We can view the general problem of Limited AI as having the central question: What is a pivotal act, such that an AI which does that thing and not some other things is therefore a whole lot safer to build?

This is not a trivial question because it turns out that most interesting things require general cognitive capabilities, and most interesting goals can require arbitrarily complicated value identification problems to pursue safely.

It’s trivial to create an “AI” which is absolutely safe and can’t be used for any pivotal acts. E.g. Google Maps, or a rock with “2 + 2 = 4″ painted on it.

(For arguments that Google Maps could potentially help researchers drive to work faster or that a rock could potentially be used to bash in the chassis of a hostile superintelligence, see the pages on guarded definitions and strained arguments.)

Centrality to concept of ‘advanced agent’

We can view the notion of an advanced agent as “agent with enough cognitive capacity to cause an astronomically significant event, positive or negative”; the advanced agent properties are either those properties that might lead up to participation in an astronomically significant event, or properties that might play a critical role in determining the AI’s trajectory and hence how the event turns out.

Policy of focusing effort on enacting pivotal acts or preventing existential catastrophes

Obvious utilitarian argument: doing something with a big positive impact is better than doing something with a small positive impact.

In the larger context of effective altruism and adequacy theory, the issue is a bit more complicated. Reasoning from adequacy theory says that there will often be barriers (conceptual or otherwise) to the highest-return investments. When we find that hugely important things seem relatively neglected and hence promising of high marginal returns if solved, this is often because there’s some conceptual barrier to running ahead and doing them.

For example: tackling the hardest problems is often much scarier (you’re not sure if you can make any progress on describing a self-modifying agent that provably has a stable goal system) than ‘bouncing off’ to some easier, more comprehensible problem (like writing a paper about the impact of robotic cars on unemployment, where you’re very sure you can in fact write a paper like that at the time you write the grant proposal).

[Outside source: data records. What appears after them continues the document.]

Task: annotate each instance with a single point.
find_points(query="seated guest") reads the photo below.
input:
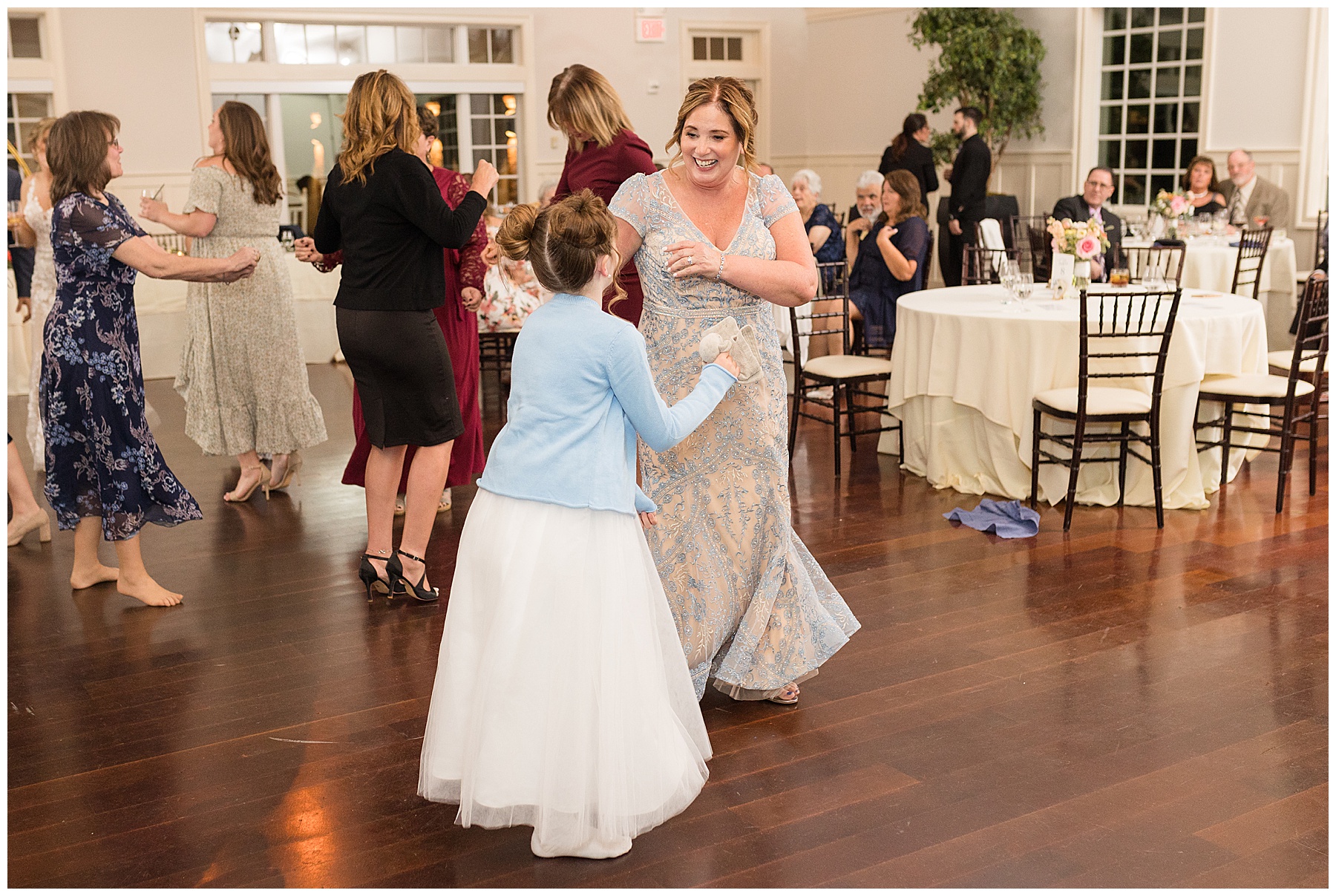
(1252, 200)
(1200, 186)
(908, 152)
(823, 232)
(868, 197)
(890, 262)
(1098, 187)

The obvious counterargument is that perhaps you can’t make progress on your problem of self-modifying agents, perhaps it’s too hard. But from this it doesn’t follow that the robotic-cars paper is what we should be doing instead—the robotic cars paper only makes sense if there are no neglected tractable investments that have bigger relative marginal inputs into astronomically significant events.

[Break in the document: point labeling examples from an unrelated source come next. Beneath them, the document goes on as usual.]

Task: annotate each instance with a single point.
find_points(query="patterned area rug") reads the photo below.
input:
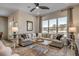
(39, 50)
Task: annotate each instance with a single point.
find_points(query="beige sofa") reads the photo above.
(52, 37)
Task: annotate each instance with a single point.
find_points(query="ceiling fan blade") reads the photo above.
(32, 9)
(36, 4)
(43, 7)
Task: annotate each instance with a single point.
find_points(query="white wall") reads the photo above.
(22, 17)
(4, 26)
(76, 18)
(22, 22)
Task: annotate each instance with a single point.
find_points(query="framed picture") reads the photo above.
(29, 25)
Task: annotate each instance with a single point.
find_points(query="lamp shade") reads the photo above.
(14, 29)
(72, 29)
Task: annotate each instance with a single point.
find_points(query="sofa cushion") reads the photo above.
(59, 36)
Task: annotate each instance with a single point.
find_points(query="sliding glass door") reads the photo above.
(45, 26)
(53, 26)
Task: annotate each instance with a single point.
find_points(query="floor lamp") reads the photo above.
(14, 30)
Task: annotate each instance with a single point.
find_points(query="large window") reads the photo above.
(52, 26)
(57, 25)
(45, 26)
(62, 25)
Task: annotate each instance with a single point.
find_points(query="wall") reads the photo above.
(4, 26)
(21, 17)
(22, 22)
(55, 15)
(76, 18)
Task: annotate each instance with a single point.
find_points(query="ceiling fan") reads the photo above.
(37, 7)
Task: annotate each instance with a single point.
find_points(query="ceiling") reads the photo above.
(7, 8)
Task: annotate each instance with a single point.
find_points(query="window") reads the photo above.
(62, 25)
(45, 26)
(52, 26)
(58, 25)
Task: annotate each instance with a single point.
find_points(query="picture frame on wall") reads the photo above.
(29, 26)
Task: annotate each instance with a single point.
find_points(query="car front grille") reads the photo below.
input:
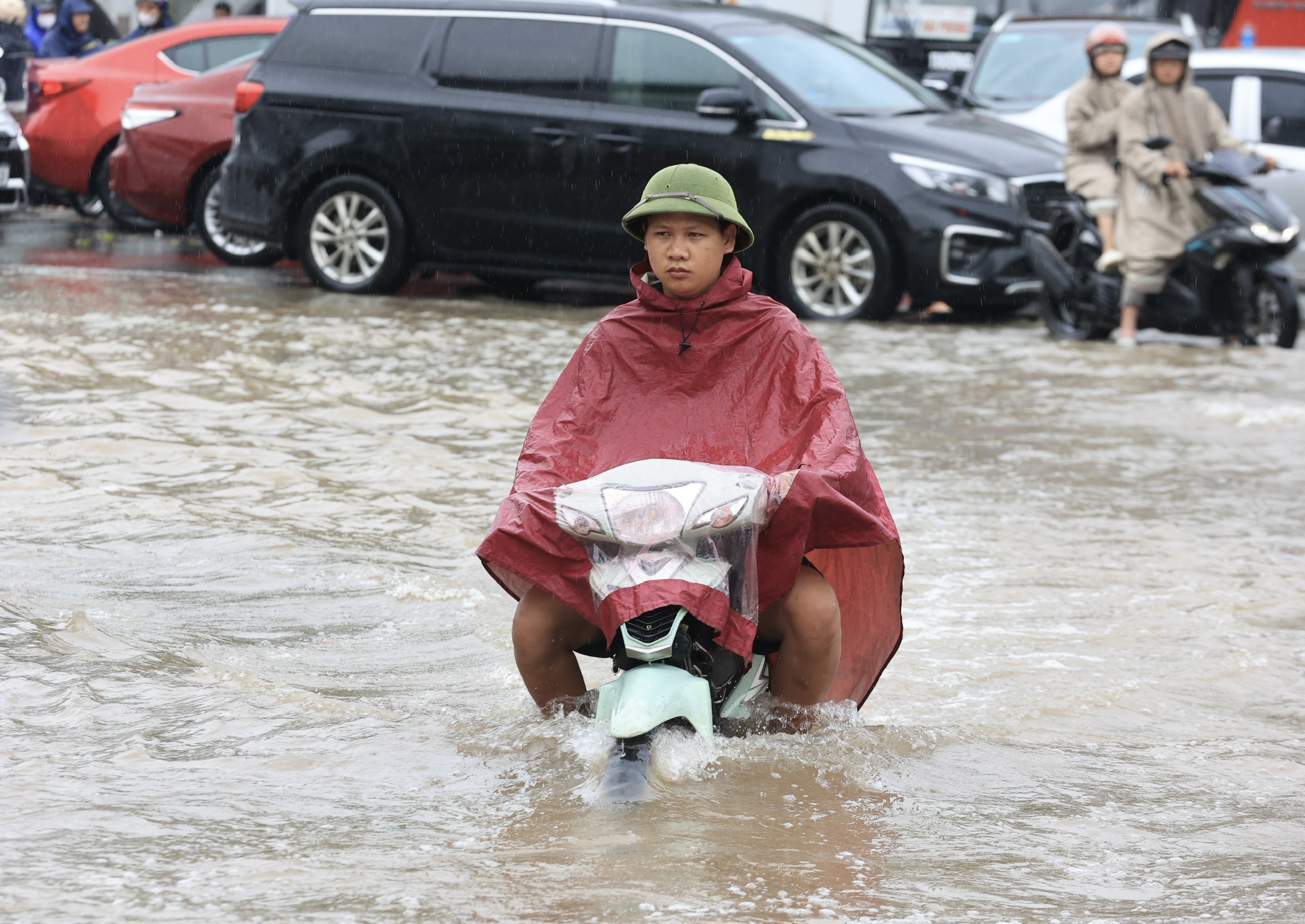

If there are in fact some neglected tractable investments in gameboard-flipping acts, then we can expect a search for gameboard-flipping acts to turn up superior places to invest effort. But a failure mode of this search is if we fail to cognitively guard the concept of ‘pivotal act’.

In particular, if we’re allowed to have indirect arguments for ‘relevance’ that go through big common pools of goodness like ‘friendliness of nations toward each other’, then the pool of interventions inside that concept is so large that it will start to include things that are optimized to be appealing under more usual metrics, such as papers that don’t seem unnerving and that somebody knows they can write.

So if there’s no guarded concept of research on ‘pivotal’ things, we will end up with very standard research being done, the sort that would otherwise be done by academia anyway, and our investment will end up having a low expected marginal impact on the final outcome.

This sort of qualitative reasoning about what is or isn’t ‘pivotal’ wouldn’t be necessary if we could put solid numbers on the impact of each intervention on the probable achievement of astronomical goods. But that is an unlikely ‘if’. Thus, there’s some cause to reason qualitatively about what is or isn’t ‘pivotal’, as opposed to just calculating out the numbers, when we’re trying to pursue astronomical altruism.